Affiliate marketing and influencer marketing
Traditional affiliate marketing was previously popular among bloggers and other small- and medium-scale media publishers with their own websites. However, these sites often made fairly little from each individual promotion, so they had to take on several to make enough money to stay in business. This produced sites with dozens of competing promotions, clouding their message and diluting trust in their endorsements.
Influencer marketing is different in its approach and use of affiliates, since influencers are directly dependent on the trust of their followers. According to Nielson’s Consumer Trust Index report, 92% of consumers trust influencer marketing over traditional advertising. This authenticity is central to influencer marketing, and marketers must ensure that they choose the right influencer for the product, service or brand they’re promoting.
An ideal pairing is one where followers feel the influencer genuinely likes the brand and would use it regardless of whether they were paid to promote it. The public understands that influencers are paid to promote – especially in light of transparency-focused rules such as Instagram’s “#ad” disclosure policy – but this doesn’t have to undermine trust.
The creator-audience relationship is built on completely different incentives and trust is central, so their endorsements carry far more weight. In fact, an Edelman Trust survey found that 63% of 18-to-34-year-olds trust an influencer’s say more than that of the brand itself.
Working with influencers
With their incredible success – it has been shown to deliver 11 times better ROI than traditional marketing – and ability to make meaningful connections with consumers, it’s no surprise that influencer marketing is a rising power. Brands are set to spend up to $15 billion on influencer marketing by next year.

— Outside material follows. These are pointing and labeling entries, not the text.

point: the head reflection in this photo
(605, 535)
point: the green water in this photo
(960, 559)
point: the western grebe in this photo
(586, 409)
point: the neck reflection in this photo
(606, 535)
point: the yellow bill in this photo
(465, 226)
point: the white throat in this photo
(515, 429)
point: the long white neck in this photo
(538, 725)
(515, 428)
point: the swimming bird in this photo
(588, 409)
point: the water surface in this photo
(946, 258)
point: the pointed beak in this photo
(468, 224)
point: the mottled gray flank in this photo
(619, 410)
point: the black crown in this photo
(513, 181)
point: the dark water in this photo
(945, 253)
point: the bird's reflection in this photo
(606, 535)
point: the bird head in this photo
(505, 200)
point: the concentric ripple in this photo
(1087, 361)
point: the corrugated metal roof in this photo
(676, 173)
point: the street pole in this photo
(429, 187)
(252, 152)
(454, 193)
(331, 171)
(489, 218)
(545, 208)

Getting started with influencer marketing is straightforward and relatively low risk. Micro-influencers are an ideal place to start, with research showing that they have 60% better engagement and 22% higher conversion rates.
While there are some pitfalls to influencer marketing, they can easily be overcome. The main things to look out for are authenticity and reliability. As discussed, creating an authentic match between the creator and the brand is essential, and a mismatch can backfire on both the brand and the influencer.
In terms of reliability, brands must vet their influencers to ensure that they will not draw negative attention. When a brand works with an influencer, they link themselves in customers’ eyes, which can apply negatively and positively.
To ensure that influencers stick to the guidelines and don’t behave controversially, brands have the option of working with platforms that offer pre-vetted influencers. These platforms also offer a range of additional benefits, such as handling briefing and payment, further lowering the barriers to entry for brands looking to get started with influencer marketing.
Becoming the norm
Influencer marketing has rapidly established itself as a fundamental part of the marketing mix in our online, social culture. While some marketers have been slow to adopt the practice, the results speak for themselves, and influencers will continue to play a significant role in connecting consumers and brands in the years ahead. So, for marketers and brands that haven’t yet acquainted themselves with influencer marketing, now is the ideal time to get started.